Serve with boiled potatoes with a touch of low-fat butter and parsley.
Tuscan Pork Roast Recipe
A lean pork roast can be as healthy as turkey.
2 pounds boneless pork roast, lean
4 garlic cloves, cut into slices
4 teaspoons olive oil
3 tablespoons fresh rosemary, chopped
salt and pepper
1 cup white wine
Preheat oven to 350°F.
Use a sharp knife to make several small cuts in the roast and place a garlic slice in each cut. Rub the roast with oil and season with rosemary, salt, and pepper.
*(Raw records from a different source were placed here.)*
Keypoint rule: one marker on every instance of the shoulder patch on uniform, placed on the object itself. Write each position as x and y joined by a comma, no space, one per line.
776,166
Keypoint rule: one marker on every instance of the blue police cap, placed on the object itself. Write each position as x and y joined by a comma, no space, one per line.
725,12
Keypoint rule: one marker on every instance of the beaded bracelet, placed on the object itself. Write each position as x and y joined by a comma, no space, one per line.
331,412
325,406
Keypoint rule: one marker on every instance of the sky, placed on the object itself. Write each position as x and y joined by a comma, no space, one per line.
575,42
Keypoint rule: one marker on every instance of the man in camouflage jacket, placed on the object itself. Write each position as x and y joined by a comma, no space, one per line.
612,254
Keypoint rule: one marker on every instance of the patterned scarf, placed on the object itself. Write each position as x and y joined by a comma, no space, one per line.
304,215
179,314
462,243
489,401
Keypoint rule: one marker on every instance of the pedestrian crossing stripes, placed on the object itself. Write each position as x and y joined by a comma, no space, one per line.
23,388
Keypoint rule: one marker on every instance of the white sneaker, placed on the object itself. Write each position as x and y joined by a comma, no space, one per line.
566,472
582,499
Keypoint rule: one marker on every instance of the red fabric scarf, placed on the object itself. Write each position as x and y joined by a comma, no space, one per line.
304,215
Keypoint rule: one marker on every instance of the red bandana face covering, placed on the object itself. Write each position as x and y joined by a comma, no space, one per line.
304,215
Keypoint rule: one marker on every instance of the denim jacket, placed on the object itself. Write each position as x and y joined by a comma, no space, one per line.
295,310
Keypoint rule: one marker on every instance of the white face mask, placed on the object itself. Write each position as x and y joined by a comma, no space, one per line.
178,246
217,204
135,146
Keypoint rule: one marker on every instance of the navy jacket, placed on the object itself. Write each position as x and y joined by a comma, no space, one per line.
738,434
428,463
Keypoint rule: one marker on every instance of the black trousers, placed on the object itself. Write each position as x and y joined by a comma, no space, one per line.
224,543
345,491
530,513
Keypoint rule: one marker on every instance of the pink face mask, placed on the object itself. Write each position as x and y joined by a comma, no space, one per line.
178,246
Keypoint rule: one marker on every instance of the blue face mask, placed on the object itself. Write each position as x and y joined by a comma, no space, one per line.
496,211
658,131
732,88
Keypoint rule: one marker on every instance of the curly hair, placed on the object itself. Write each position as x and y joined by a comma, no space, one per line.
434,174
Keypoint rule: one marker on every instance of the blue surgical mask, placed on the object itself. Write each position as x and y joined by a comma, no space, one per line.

In a roasting pan, place the roast, pour 1/4 cup wine over it, and place it in the oven for about 2 hours (or the roast measures 160°F at its center). Baste with pan drippings and add 1/4 cup of wine every 30 minutes with the final 1/4 poured over the roast a few minutes before removing from the oven.
Serve with garlic mashed or smashed potatoes with or without vegetable broth.